If you do CAS where you compare the offset of the current record for the
key, then yes. This might work fine for applications that track key, value,
and offset. It is not quite the same as doing a normal CAS.

On Sat, Jun 13, 2015 at 12:07 PM, Daniel Schierbeck <
daniel.schierb...@gmail.com> wrote:

> But wouldn't the key->offset table be enough to accept or reject a write?

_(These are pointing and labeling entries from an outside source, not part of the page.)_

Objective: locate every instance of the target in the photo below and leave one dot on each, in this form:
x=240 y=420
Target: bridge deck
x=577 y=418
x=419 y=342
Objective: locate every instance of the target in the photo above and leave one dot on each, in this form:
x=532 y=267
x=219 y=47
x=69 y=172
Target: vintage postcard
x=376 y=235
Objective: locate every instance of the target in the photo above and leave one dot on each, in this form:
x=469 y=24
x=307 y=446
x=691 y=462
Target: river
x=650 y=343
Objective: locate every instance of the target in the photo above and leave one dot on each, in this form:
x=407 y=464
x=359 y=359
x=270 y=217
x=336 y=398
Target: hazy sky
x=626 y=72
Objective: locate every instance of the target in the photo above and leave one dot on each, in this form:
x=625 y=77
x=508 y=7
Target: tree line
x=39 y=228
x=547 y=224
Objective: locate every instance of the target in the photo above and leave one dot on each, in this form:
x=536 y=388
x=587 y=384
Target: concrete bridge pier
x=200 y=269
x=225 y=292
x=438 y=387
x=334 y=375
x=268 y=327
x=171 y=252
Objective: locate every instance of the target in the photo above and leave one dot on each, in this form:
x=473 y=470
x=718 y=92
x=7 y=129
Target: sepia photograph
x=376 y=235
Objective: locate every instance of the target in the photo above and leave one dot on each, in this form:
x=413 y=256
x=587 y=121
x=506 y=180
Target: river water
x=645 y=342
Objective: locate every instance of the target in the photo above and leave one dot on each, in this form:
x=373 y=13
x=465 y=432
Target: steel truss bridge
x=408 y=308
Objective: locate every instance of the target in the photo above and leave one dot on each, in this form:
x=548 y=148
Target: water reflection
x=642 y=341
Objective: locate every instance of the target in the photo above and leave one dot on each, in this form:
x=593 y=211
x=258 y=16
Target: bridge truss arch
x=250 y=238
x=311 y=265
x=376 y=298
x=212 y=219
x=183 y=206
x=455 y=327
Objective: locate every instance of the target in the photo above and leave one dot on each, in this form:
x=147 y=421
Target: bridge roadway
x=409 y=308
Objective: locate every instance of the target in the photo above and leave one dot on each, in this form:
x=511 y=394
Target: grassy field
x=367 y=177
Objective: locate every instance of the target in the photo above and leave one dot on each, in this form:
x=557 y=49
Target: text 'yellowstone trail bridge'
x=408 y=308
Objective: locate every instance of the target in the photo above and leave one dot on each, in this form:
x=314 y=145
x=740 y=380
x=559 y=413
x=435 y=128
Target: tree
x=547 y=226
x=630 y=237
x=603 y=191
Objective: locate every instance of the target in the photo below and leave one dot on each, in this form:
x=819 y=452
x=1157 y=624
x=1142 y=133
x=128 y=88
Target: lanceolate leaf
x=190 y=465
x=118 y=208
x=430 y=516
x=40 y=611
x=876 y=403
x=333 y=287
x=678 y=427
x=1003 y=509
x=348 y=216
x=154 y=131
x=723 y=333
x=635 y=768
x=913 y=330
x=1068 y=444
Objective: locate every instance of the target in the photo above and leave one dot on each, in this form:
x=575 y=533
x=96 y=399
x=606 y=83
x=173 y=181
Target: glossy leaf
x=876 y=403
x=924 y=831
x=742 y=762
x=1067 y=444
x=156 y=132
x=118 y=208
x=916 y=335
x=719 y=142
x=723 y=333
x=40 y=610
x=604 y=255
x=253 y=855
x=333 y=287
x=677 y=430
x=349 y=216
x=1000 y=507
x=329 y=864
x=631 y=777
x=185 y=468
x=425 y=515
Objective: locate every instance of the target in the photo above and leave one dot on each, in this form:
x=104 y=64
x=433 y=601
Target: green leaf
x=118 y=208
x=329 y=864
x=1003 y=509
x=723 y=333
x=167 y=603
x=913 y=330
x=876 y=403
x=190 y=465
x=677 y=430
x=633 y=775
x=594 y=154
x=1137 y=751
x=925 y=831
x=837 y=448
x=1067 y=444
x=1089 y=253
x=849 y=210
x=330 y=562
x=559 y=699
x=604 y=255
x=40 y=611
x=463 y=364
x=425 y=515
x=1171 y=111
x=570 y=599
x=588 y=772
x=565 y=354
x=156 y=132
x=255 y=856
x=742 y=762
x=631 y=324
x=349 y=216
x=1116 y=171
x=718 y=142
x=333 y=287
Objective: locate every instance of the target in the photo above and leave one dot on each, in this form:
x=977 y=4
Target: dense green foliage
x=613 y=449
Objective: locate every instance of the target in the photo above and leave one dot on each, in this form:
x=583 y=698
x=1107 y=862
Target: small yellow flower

> I'm not familiar with the exact implementation of Kafka, so I may be wrong.
>
> On lør. 13. jun. 2015 at 21.05 Ewen Cheslack-Postava <e...@confluent.io>
> wrote:
>
> > Daniel: By random read, I meant not reading the data sequentially as is
> the
> > norm in Kafka, not necessarily a random disk seek. That in-memory data
> > structure is what enables the random read. You're either going to need
> the
> > disk seek if the data isn't in the fs cache or you're trading memory to
> > avoid it. If it's a full index containing keys and values then you're
> > potentially committing to a much larger JVM memory footprint (and all the
> > GC issues that come with it) since you'd be storing that data in the JVM
> > heap. If you're only storing the keys + offset info, then you potentially
> > introduce random disk seeks on any CAS operation (and making page caching
> > harder for the OS, etc.).
> >
> >
> > On Sat, Jun 13, 2015 at 11:33 AM, Daniel Schierbeck <
> > daniel.schierb...@gmail.com> wrote:
> >
> > > Ewen: would single-key CAS necessitate random reads? My idea was to
> have
> > > the broker maintain an in-memory table that could be rebuilt from the
> log
> > > or a snapshot.
> > > On lør. 13. jun. 2015 at 20.26 Ewen Cheslack-Postava <
> e...@confluent.io>
> > > wrote:
> > >
> > > > Jay - I think you need broker support if you want CAS to work with
> > > > compacted topics. With the approach you described you can't turn on
> > > > compaction since that would make it last-writer-wins, and using any
> > > > non-infinite retention policy would require some external process to
> > > > monitor keys that might expire and refresh them by rewriting the
> data.
> > > >
> > > > That said, I think any addition like this warrants a lot of
> discussion
> > > > about potential use cases since there are a lot of ways you could go
> > > adding
> > > > support for something like this. I think this is an obvious next
> > > > incremental step, but someone is bound to have a use case that would
> > > > require multi-key CAS and would be costly to build atop single key
> CAS.
> > > Or,
> > > > since the compare requires a random read anyway, why not throw in
> > > > read-by-key rather than sequential log reads, which would allow for
> > > > minitransactions a la Sinfonia?
> > > >
> > > > I'm not convinced trying to make Kafka support traditional key-value
> > > store
> > > > functionality is a good idea. Compacted topics made it possible to
> use
> > > it a
> > > > bit more in that way, but didn't change the public interface, only
> the
> > > way
> > > > storage was implemented, and importantly all the potential additional
> > > > performance costs & data structures are isolated to background
> threads.
> > > >
> > > > -Ewen
> > > >
> > > > On Sat, Jun 13, 2015 at 9:59 AM, Daniel Schierbeck <
> > > > daniel.schierb...@gmail.com> wrote:
> > > >
> > > > > @Jay:
> > > > >
> > > > > Regarding your first proposal: wouldn't that mean that a producer
> > > > wouldn't
> > > > > know whether a write succeeded? In the case of event sourcing, a
> > failed
> > > > CAS
> > > > > may require re-validating the input with the new state. Simply
> > > discarding
> > > > > the write would be wrong.
> > > > >
> > > > > As for the second idea: how would a client of the writer service
> know
> > > > which
> > > > > writer is the leader? For example, how would a load balancer know
> > which
> > > > web
> > > > > app process to route requests to? Ideally, all processes would be
> > able
> > > to
> > > > > handle requests.
> > > > >
> > > > > Using conditional writes would allow any producer to write and
> > provide
> > > > > synchronous feedback to the producers.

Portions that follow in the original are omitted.